An 18-story, mixed-use building with 274 residential units is set to replace the Walgreens building in Downtown Berkeley after the City Council approved the project in a Zoning Adjustments Board appeal hearing at Thursday’s special meeting.
The project, dubbed the Shattuck Terrace Green Apartments, passed muster despite resident objections to its height, which will obstruct a view of the San Francisco Bay from the UC Berkeley campus. Priced entirely at market rate, it will be situated adjacent to the Downtown Berkeley BART station, in line with efforts to increase dense, transit-oriented development.
Soon to be one of the largest buildings in one of Berkeley’s densest corridors, Shattuck Terrace drew heated debate leading up to Thursday’s meeting. Some students demanded the city increase its housing stock in light of a crippling housing crisis, while other community members argued that the building would interfere with a historic view line of the bay from the base of the Campanile.
“It should have never been controversial if not for its location in this view line,” said City Councilmember Rigel Robinson. “The fact that so many of the people who enjoy this view every day — dozens and dozens of students — came to City Council to say and ask that we prioritize this housing … speaks volumes about students’ priorities today.”
Before the hearing, residents who contested the board’s approval unsuccessfully tried to halt the project by registering the view line as a historic site. Shirley Dean, a former Berkeley mayor who served on the council from 1975 to 1994, filed the appeal to the City Council as a last effort to preserve the view. Dean tried to convince council members to reduce the project’s height without compromising the housing it would add.
“I’m really concerned about where we’re headed right now,” Dean said. “The state and the city of Berkeley use that view as a symbol, and when you sell that symbol down the river and put it in the hands of a few people, you really have to question why.”
Dean also expressed concerns that the project’s lack of below-market-rate units would accelerate gentrification in the Downtown Berkeley area. While the project’s advocates point to the $10.1 million in developer fees added to city’s Housing Trust Fund — which goes toward low-income housing — to Dean, the benefits of the project simply do not outweigh the costs.
The $10.1 million toward the Housing Trust Fund is only “kicking the proverbial can down the road to fund affordable units somewhere else three to 10 years from now,” according to Berkeley resident and UC Berkeley alumna Moni Law. In a letter drafted to City Council after the unsuccessful appeal, Law argued that students in particular would struggle to pay current market-rate rents on Shattuck Avenue.

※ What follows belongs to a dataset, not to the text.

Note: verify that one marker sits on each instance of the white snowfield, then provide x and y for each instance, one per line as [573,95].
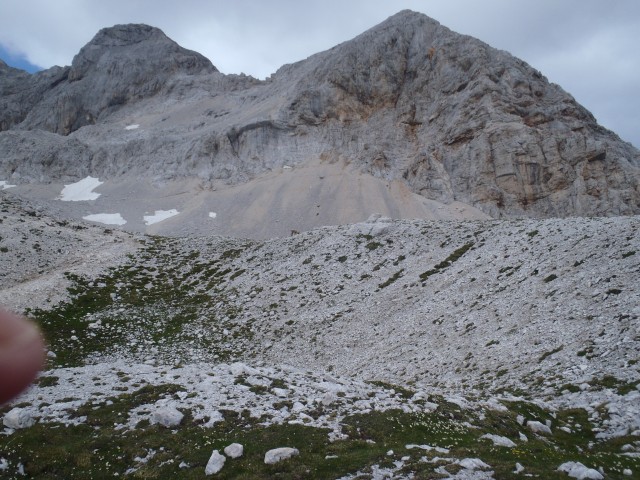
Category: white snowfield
[159,216]
[81,191]
[106,218]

At the meeting, multiple ASUC senators voiced support for the project, bringing with them a letter of support signed by all 20 senators. Several UC Berkeley students also shared how they had been impacted by the dire housing shortage in the city.

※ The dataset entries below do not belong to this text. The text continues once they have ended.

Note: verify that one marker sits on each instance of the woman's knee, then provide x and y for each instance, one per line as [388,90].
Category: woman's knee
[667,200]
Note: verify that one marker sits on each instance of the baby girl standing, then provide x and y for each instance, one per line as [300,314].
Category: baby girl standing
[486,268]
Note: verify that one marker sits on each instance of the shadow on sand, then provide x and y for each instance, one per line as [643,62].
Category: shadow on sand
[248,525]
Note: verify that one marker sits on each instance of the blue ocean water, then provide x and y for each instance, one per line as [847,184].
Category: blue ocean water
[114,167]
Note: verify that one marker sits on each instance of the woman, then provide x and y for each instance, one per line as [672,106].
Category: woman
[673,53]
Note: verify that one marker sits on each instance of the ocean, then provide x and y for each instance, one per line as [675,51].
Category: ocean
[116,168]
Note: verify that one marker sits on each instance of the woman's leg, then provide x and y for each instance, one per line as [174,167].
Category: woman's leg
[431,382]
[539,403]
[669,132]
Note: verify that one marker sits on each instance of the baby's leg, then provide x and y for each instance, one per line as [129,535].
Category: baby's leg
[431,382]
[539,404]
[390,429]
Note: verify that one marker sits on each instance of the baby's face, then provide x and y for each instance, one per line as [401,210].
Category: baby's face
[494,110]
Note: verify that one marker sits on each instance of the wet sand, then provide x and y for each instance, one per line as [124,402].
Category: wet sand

While opponents of the project contended that a vast majority of students would not be able to afford the asking rents at Shattuck Terrace, ASUC President Alexander Wilfert framed the housing shortage as a problem of supply and demand. According to Wilfert, Shattuck Terrace would alleviate some pressure that UC Berkeley students face in competing for rental units by simply creating more housing. Students turned out, he said, to advocate for a message larger than this single project.
“I think we all value the view, but at the same time, I think a thing that students value more is that other students aren’t going homeless and that they have a roof over their head to go back to every night,” Wilfert said. “If that means losing a view that they look at every day for maybe five seconds, that takes precedent.”
A previous version of this article misspelled Berkeley.